Kommentar zu: E-Autos im Winter – Intelligente Technik vs. Reichweitenangst
19.11.2018 13:39

Man merkt, dass der Autor selbst nicht elektrisch fährt.
Sonst hätte er erwähnt, dass die Heizung nur das sekundäre Problem beim Winter-fahren ist.
Das primäre Problem ist, dass einem die Scheiben von innen beschlagen und man dann zwangsweise entweder per offenem Fenster den Dampf rauslassen muss oder man schaltet die Heizung/Lüftung an.
Nur die Scheibe mit Außenluft anzupusten unterstützt leider nicht jede Lüftung.
Bei manchen Modellen springt mit der Lüftung automatisch die Temperaturregelung mit an und es wird zwangsweise geheizt.

Da nützt einem die Sitzheizung herzlich wenig, auch wenn ich die gelegentlich gerne benutze: Die beschlagene Scheibe krieg ich damit einfach nicht trocken gelüftet.

Im Jahresmix betrachtet fahre ich mit meinem Plug-In-Hybrid mit Wohnzimmer-Komfort und knapp 2Tonnen Leergewicht mit dem Verbrauch eines heutigen rein Benzinbetriebenen Kleinwagens.

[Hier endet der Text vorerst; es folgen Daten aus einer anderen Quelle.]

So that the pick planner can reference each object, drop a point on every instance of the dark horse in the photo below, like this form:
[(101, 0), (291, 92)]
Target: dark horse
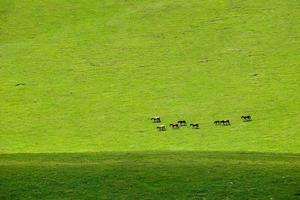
[(195, 126), (156, 119), (225, 122), (217, 122), (161, 128), (246, 118), (181, 122), (174, 125)]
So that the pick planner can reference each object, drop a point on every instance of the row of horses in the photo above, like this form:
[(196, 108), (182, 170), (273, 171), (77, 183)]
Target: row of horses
[(181, 123)]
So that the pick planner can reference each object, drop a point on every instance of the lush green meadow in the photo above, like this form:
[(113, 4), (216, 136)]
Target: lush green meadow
[(87, 76)]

Wenn man rein die Verbrauchskosten betrachtet ist das sogar wirtschaftlicher.
Ob das Fahrzeug allerdings die höheren Anschaffungskosten amortisieren kann ist fraglich. Wenn die Spritpreise aber wie bisher weiter steigen, dann kann es durchchaus passieren dass es sich tatsächlich innerhalb der Fahrzeuglebensdauer noch amortisiert.

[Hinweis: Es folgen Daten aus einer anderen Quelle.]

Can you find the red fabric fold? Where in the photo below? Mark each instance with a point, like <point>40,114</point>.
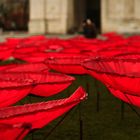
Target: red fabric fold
<point>35,115</point>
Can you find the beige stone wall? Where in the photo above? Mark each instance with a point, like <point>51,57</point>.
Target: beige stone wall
<point>120,15</point>
<point>55,16</point>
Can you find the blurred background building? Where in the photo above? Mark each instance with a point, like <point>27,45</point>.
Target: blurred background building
<point>66,16</point>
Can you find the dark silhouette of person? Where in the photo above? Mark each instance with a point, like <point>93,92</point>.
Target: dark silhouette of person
<point>89,29</point>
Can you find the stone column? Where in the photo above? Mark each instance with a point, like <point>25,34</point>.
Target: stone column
<point>59,15</point>
<point>37,16</point>
<point>120,16</point>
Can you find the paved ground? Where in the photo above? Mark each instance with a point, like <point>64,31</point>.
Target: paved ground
<point>5,35</point>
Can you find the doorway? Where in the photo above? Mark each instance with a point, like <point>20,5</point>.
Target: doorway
<point>93,12</point>
<point>14,15</point>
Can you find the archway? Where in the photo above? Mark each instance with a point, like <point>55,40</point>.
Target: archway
<point>14,15</point>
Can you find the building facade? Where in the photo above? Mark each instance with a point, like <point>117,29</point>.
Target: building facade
<point>66,16</point>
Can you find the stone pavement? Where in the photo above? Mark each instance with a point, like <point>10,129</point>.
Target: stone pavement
<point>4,35</point>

Wenn man den Spritverbrauch mit einem rein Benzinbetriebenen 2Tonnen-SUV vergleicht, dann stellt man fest, dass bei vergleichbarem Komfort der Verbrauch beim Plug-In deutlich geringer ausfällt.

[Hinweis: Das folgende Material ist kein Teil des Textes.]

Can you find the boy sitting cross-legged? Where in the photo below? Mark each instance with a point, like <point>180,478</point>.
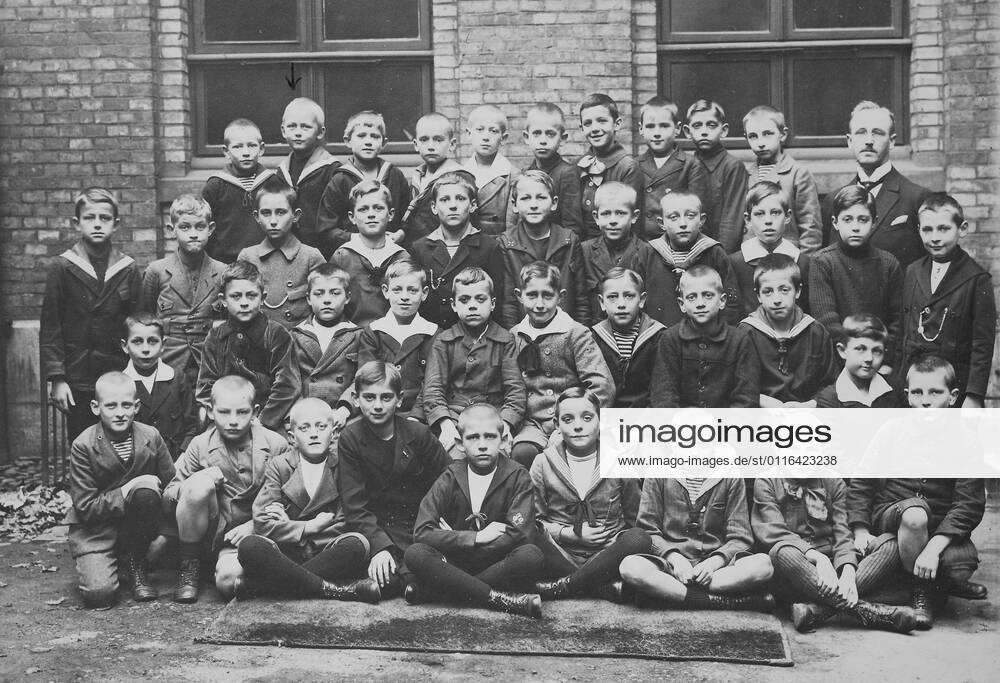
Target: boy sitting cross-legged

Da sehe ich über die gesamte Lebensdauer des Fahrzeugs betrachtet, eine entsprechende gesamt-Kilometerleistung vorausgesetzt, einen deutlichen Umweltgewinn.
(Außer man fährt durch Stuttgart und muss alle 50Meter an einer Ampel anhalten und wieder anfahren. Dann gibts wie bei allen Fahrzeugen auch beim Plug-In überdurchschnittlich viel Bremsenverschleiß bzw. Abrieb(=Feinstaub). )
Gegen ein so intelligentes Verkehrsmanagement ist weder Plug-In-Wurz noch Elektro-Kraut gewachsen....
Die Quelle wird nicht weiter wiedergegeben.